Helium-Based Solar‑Powered Air Quality Sensor: Design & Deployment Guide

Helium-Based Solar‑Powered Air Quality Sensor: Design & Deployment Guide

As environmental awareness grows, I built a wireless, self‑contained, weather‑resistant, solar‑powered air‑quality sensor array—known as the WSPAQS—that can be deployed anywhere in the world and streams data in real time via Helium’s network.

System Overview

The sensor suite measures CO₂ and volatile organic compounds (VOCs), and it incorporates a voltage/current sensor to monitor solar charge. It uses an Arduino Uno for data acquisition, a Raspberry Pi 3 for processing and MQTT publishing, and a Helium Starter Kit for LoRaWAN connectivity. A 6 V Adafruit solar panel, a 24 VAC/VDC portable power converter to USB, and a hacked portable battery pack provide a reliable power source.

Components

• Arduino Uno (sensor board)
• Raspberry Pi 3 (data relay)
• Helium Starter Kit (LoRaWAN gateway)
• Adafruit 6 V solar panel
• 24 VAC/VDC to USB converter (custom PCB)
• Portable battery pack (modified)
• Voltage/current sensor module
• Stackable Arduino pin header (≈$4, SparkFun)
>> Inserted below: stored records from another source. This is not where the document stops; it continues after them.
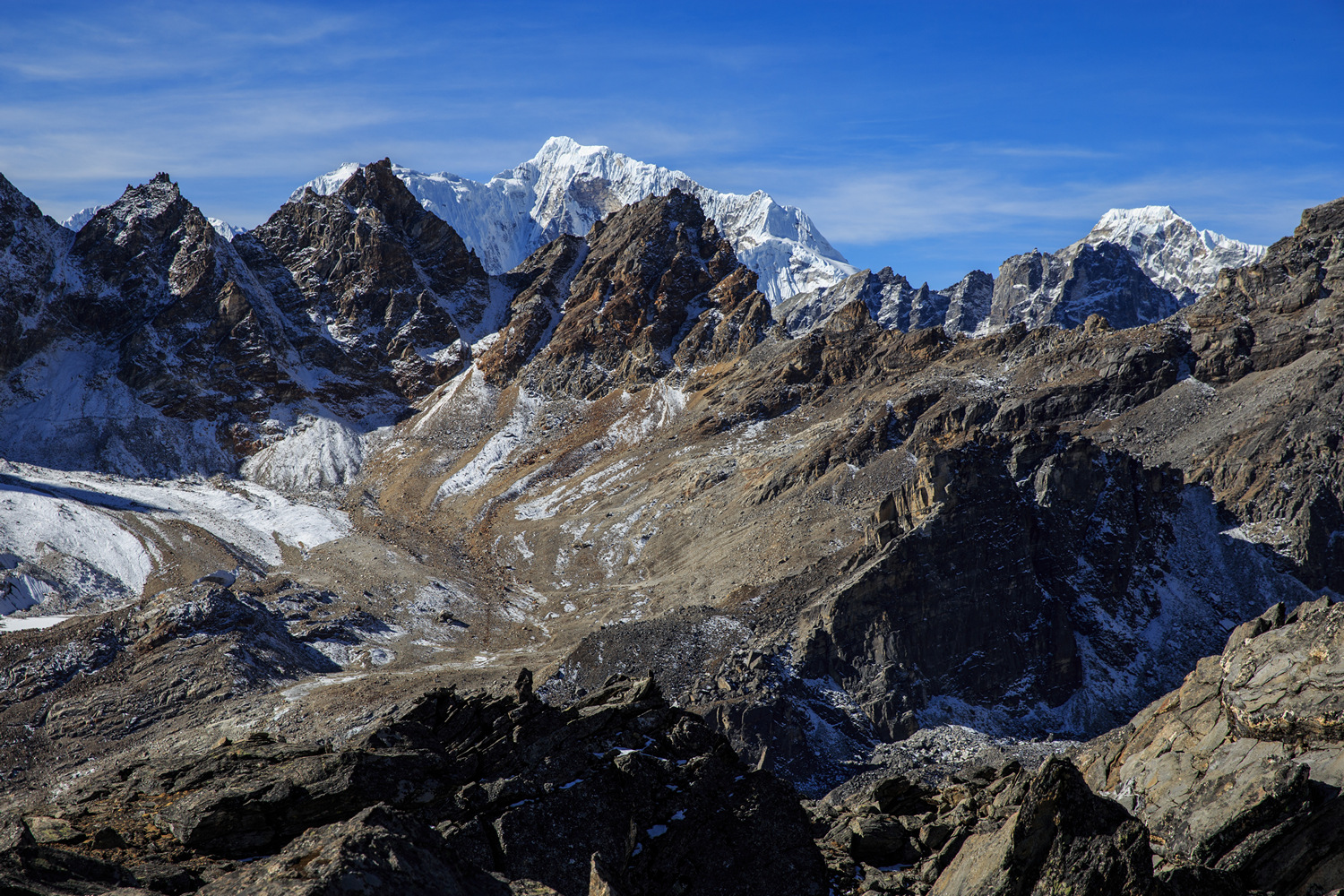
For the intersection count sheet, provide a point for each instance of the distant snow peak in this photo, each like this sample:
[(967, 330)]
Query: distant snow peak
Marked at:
[(85, 215), (1175, 255), (81, 218), (567, 187)]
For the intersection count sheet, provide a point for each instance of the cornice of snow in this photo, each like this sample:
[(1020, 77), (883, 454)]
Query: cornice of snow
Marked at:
[(566, 187), (1174, 254)]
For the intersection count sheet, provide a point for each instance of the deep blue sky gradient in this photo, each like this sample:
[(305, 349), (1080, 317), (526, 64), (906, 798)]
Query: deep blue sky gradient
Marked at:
[(932, 137)]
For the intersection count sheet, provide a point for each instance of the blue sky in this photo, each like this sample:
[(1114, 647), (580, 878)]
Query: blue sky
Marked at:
[(932, 137)]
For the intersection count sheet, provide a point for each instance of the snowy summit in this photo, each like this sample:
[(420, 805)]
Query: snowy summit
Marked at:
[(1175, 255), (566, 187)]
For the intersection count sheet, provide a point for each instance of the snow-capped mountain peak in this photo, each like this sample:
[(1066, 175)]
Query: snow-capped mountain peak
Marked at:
[(1175, 255), (566, 187), (81, 218)]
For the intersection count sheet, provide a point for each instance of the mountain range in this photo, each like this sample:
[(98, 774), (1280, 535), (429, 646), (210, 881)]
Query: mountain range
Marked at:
[(332, 538)]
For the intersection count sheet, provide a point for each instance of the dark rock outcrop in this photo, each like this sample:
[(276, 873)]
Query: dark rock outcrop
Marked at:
[(1067, 287), (969, 301), (467, 794), (392, 285)]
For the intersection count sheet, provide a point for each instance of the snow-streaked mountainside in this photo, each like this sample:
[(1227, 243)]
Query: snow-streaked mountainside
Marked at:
[(1175, 255), (85, 215), (81, 218), (569, 187)]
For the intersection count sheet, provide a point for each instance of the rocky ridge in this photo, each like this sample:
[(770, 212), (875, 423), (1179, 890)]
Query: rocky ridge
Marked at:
[(567, 187), (642, 469)]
Parts list: Digikey short link

Assembly Steps

1. Prepare the Battery Pack

Disassemble a standard portable battery pack and test each half for voltage compatibility. Once confirmed, re‑solder the two halves together and add two wires to the output for powering the Helium gateway and Arduino sensor array.
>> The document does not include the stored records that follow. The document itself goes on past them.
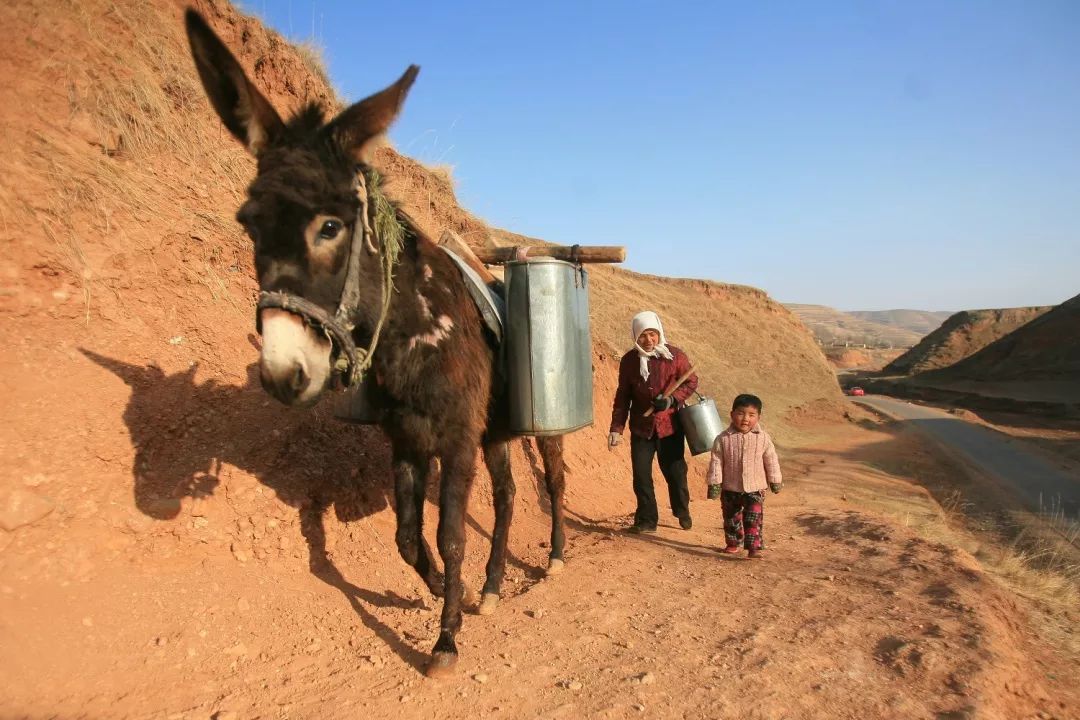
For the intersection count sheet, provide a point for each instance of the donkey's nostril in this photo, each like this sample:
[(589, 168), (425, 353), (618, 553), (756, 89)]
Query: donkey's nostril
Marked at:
[(300, 379)]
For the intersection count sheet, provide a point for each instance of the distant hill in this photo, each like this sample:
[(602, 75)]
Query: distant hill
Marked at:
[(1047, 348), (832, 326), (961, 336), (922, 322)]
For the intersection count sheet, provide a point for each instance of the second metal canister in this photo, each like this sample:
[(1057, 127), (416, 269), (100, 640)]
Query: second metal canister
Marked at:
[(701, 424), (549, 347)]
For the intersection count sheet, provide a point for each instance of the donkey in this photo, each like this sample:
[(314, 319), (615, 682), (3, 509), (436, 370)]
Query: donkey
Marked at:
[(326, 287)]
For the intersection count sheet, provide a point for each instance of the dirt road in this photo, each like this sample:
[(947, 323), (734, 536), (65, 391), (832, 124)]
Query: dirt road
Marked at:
[(1031, 477), (850, 615)]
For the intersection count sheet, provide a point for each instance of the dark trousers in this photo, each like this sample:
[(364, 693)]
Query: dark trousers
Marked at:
[(669, 452)]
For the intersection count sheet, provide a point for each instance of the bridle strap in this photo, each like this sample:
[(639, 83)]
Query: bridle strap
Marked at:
[(314, 315)]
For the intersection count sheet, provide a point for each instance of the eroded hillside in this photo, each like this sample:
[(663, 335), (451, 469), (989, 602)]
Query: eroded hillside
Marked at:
[(961, 336)]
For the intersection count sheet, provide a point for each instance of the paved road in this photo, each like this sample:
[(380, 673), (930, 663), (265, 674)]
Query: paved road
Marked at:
[(1035, 479)]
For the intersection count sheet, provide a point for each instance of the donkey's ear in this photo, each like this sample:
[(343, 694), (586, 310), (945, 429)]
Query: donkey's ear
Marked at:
[(360, 126), (242, 108)]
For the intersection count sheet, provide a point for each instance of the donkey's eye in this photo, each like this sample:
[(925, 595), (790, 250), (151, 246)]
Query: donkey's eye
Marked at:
[(331, 229)]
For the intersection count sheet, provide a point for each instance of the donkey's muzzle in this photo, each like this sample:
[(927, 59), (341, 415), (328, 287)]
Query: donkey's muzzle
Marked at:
[(285, 384), (295, 363)]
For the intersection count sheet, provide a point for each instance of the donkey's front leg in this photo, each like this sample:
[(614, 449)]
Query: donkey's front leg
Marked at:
[(458, 469), (497, 458), (410, 483), (554, 475)]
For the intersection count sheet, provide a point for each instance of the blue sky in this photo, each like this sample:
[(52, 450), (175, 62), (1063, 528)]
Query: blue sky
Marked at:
[(858, 154)]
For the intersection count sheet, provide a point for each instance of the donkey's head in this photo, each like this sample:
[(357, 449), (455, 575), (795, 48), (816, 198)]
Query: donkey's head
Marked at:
[(301, 208)]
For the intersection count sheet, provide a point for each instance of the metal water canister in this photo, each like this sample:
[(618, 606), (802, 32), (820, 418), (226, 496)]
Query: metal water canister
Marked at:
[(701, 424), (549, 347), (360, 403)]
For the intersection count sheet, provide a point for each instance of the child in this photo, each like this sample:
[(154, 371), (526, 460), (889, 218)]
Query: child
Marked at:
[(743, 463)]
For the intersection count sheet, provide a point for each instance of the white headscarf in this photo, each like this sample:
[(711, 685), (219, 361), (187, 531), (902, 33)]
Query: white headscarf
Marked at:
[(648, 321)]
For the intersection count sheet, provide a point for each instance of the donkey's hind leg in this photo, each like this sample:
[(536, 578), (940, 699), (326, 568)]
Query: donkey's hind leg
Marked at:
[(410, 483), (497, 459), (554, 475)]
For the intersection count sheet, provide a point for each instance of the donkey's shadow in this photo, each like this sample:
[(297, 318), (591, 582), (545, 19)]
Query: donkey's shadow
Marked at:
[(185, 431)]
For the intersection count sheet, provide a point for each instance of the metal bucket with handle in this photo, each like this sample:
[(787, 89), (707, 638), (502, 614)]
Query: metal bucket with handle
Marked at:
[(701, 424)]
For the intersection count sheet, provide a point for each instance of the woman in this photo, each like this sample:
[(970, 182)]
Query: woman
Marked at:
[(645, 372)]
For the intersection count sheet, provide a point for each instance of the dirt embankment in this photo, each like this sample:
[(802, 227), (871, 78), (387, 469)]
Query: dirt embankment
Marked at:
[(1045, 348), (164, 525), (1034, 369), (961, 336)]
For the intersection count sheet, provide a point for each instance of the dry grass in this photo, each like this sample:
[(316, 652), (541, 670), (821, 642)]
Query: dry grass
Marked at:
[(313, 57)]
2. Install the Solar Panel

Mount the 6 V solar panel on a bright, unobstructed surface and connect it to the converter. This provides continuous charging during daylight and stores energy for night‑time operation.
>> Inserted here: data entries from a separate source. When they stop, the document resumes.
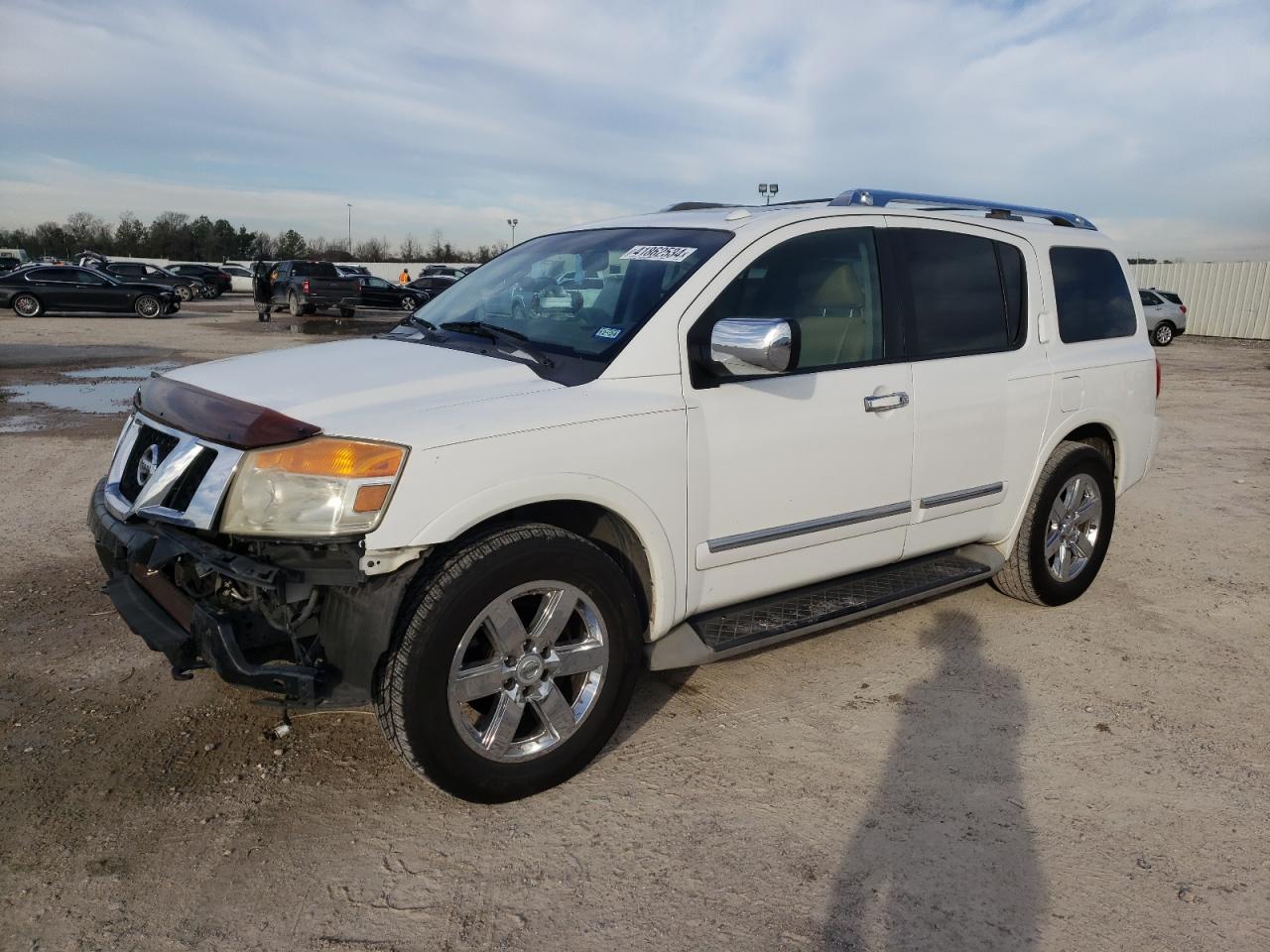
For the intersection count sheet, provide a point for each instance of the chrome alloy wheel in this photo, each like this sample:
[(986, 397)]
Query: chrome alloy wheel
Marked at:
[(527, 671), (1072, 531)]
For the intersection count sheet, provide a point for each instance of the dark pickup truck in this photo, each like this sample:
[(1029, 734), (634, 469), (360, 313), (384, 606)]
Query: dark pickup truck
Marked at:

3. Modify the Battery for Compactness

Trim the battery case to fit the 7‑inch enclosure, then re‑solder the cut ends. Attach the power output wires so the pack neatly powers the entire sensor array.

4. PCB Fabrication

The custom PCB is available on PCBWay. Upload the Gerber file for a quick, 7‑day turnaround. Order the board for $5.00.

5. Solder the Board

Start with SMD components. Use low‑temperature solder paste and a toaster oven for reflow. De‑soldering braid helps tidy up excess solder. A small‑diameter soldering iron is essential for fine pads.

6. Wiring Diagram

• The charge controller is unnecessary for a lead‑acid battery; the panel should charge the battery without exceeding 2–5 V above battery voltage.
• Attach the fan to the voltage sensor side to accurately log current draw. The board accepts up to 24 VDC, leaving ample headroom for expansion.

Power Management

Under full sun, a 7 V DC input draws between 0.525 A and 1 A with the fan running—equivalent to ~144 Wh per day. Therefore, a minimum 12 V, 5.2 W solar panel is required, and the battery must provide at least 12 V DC. The system will not initiate transmission until a stable 7 V DC supply is present.

Testing the Setup

Verify all connections before powering on to avoid component damage. Once confirmed, the sensor array should operate flawlessly, reporting CO₂ and VOC levels in real time.

Data Transmission

Data arrives via Helium MQTT as a raw string: V 6 : A 2 :T 30: C02 555: VOC 7293. This must be parsed into individual metrics before sending to a monitoring platform.

Node‑RED Integration for Librato

Node‑RED can split the MQTT payload into labeled fields:

msg.payload = msg.payload.replace(/V /g, 'Voltage: ').replace(/A /g, 'Current: ').replace(/T /g, 'Temperature: ').replace(/C02 /g, 'CO2: ').replace(/VOC /g, 'VOC: ');

After parsing, forward each metric to Librato. Librato’s API accepts JSON; each metric is posted as a gauge point.

Librato Setup

1. Log into Librato and navigate to Integrations > API Tokens.
2. Click Generate new API Token and give it a descriptive name.
3. Copy the token and note the associated email address.
4. In your Node‑RED flow, configure the Librato HTTP node with the token and desired metric names.
5. Test the flow; data should appear in your Librato dashboard within seconds.

Enclosure Construction

The enclosure consists of a base, four legs (two front, two back), a lid, a solar panel mount, and small clips. Clean the 3D‑printed parts, then hand‑tap all 8‑32 holes with a tap tool before screwing the lid in place. Assemble the enclosure before inserting the electronics to ensure a snug fit.

Conclusion

The Helium‑powered air‑quality sensor delivers accurate CO₂ and VOC readings, runs autonomously on solar power, and streams data to Librato for real‑time analytics. With a minimal cost and straightforward assembly, this system is ideal for environmental monitoring in remote or off‑grid locations.